Monday, August 25, 2014

Outside Agitators

Whenever I hear that unrest in a community is the result of "outside agitators," I am reminded of a story about Da Nang in Viet Nam in 1946. Two organizers from the Indochinese Communist Party were sent to organize the population there and sparked a series of riots in which the population took the stores of rice being guarded by the government.  The French blamed the communists, of course.

Now first, one should be intrigued by the competence of an organization that can spark riots by sending two people.  They must have been really good.

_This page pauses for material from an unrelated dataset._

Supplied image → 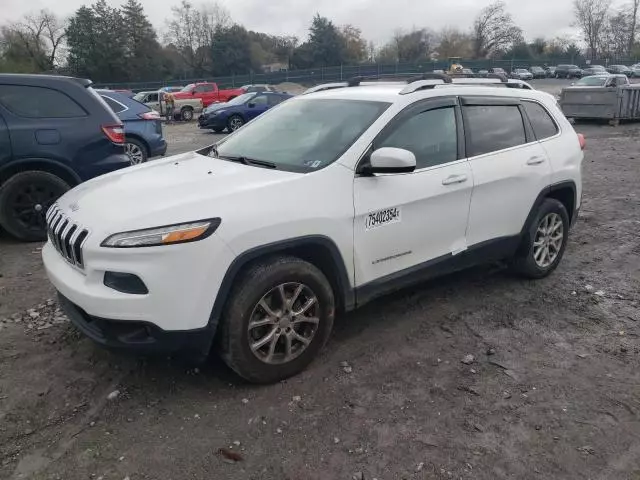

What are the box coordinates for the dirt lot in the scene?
[1,82,640,480]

But then one should check out the backstory.  What was going on that led the population to riot?  We find that the French colonials were selling rice to the Occupation forces in Japan.  They had bought up all of the rice, leaving nothing for the starving population.  In one of the usual colonial acts of insensitivity, the French had the rice guarded by the Japanese prisoners of war who had been captured in the region.  The population of Da Nang was starving, and there should be some doubt that the Indochinese Communist Party was, independent of the legitimate anger of the local citizenry, so good as to bring about a demonstration, let alone rioting.

But now we find that outside agitators have come to Ferguson.  We are already finding out that the spark was the killing of Michael Brown, but the poor and black population of Ferguson had a number of long-standing issues with their local police, whether or not the cops were dressed for battle in Iraq, and that much of the municipal government's budget was raised from petty harassment of the African American citizenry. Remember that Michael Brown was first stopped for jaywalking, one of those lovely little discretionary citations that raises money for the local government.